Clap

Israël,  Iran,  Moyen-Orient,  Etats-Unis,  Amérique

Iran: double offensive verbale de Khamenei et du Hezbollah contre Israël

Par Alain Chemali@GeopolisFTV | Publié le 21/02/2017 à 17H30

Le Guide suprême iranien Ali Khameneï
Le Guide suprême iranien, Ali Khameneï, entouré du président Hassan Rohani (à G) et du président du parlement, Ali Larijani, et du responsable de la justice Sadeq Larijani (àD) lors de l'ouverture de la VI° conférence de soutien à l'Intifada palestinienne, le 21 février à Téhéran. Le Guide a appelé à la libération complète de la Palestine. © Centre de préservation des œuvres du Guide suprême/AFP

Sur fond de durcissement de ton des Etats-Unis et d’Israël envers l’Iran,le guide suprême Ali Khamenei a décoché sa relance favorite.
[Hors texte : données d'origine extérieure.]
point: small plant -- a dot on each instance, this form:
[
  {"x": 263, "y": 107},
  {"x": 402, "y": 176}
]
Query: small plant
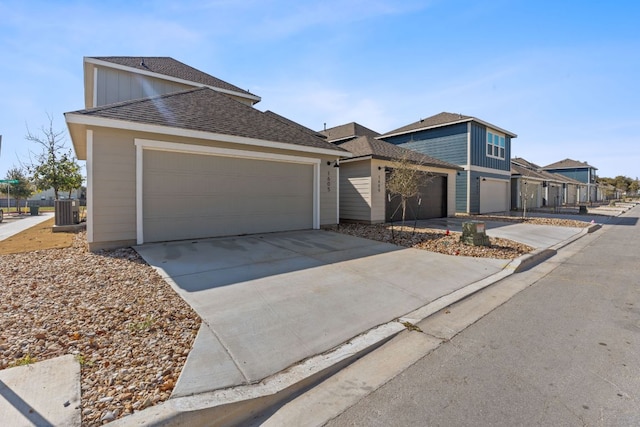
[
  {"x": 142, "y": 325},
  {"x": 82, "y": 361},
  {"x": 24, "y": 360},
  {"x": 410, "y": 326}
]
Il a à nouveau qualifié l’Etat hébreu de «tumeur cancéreuse» et appelé à la libération totale de la Palestine.De son côté, le chef du Hezbollah affirme qu’il ne se sent plus tenu par une ligne rouge et menace de frapper des zones sensibles en Israël si besoin était.

En pleine montée des tensions entre l’Iran d’un côté, les Etats-Unis et Israël de l’autre, le guide suprême de la République islamique d’Iran choisit l’escalade verbale.
 
Pour la énième fois depuis 27 ans qu’il occupe ce poste , Ali Khamenei a dégainé une formule, utilisée systématiquement jadis par l’ancien président Mahmoud Ahmadinejad, dont il est sûr qu’elle a le don d’exaspérer les dirigeants israéliens.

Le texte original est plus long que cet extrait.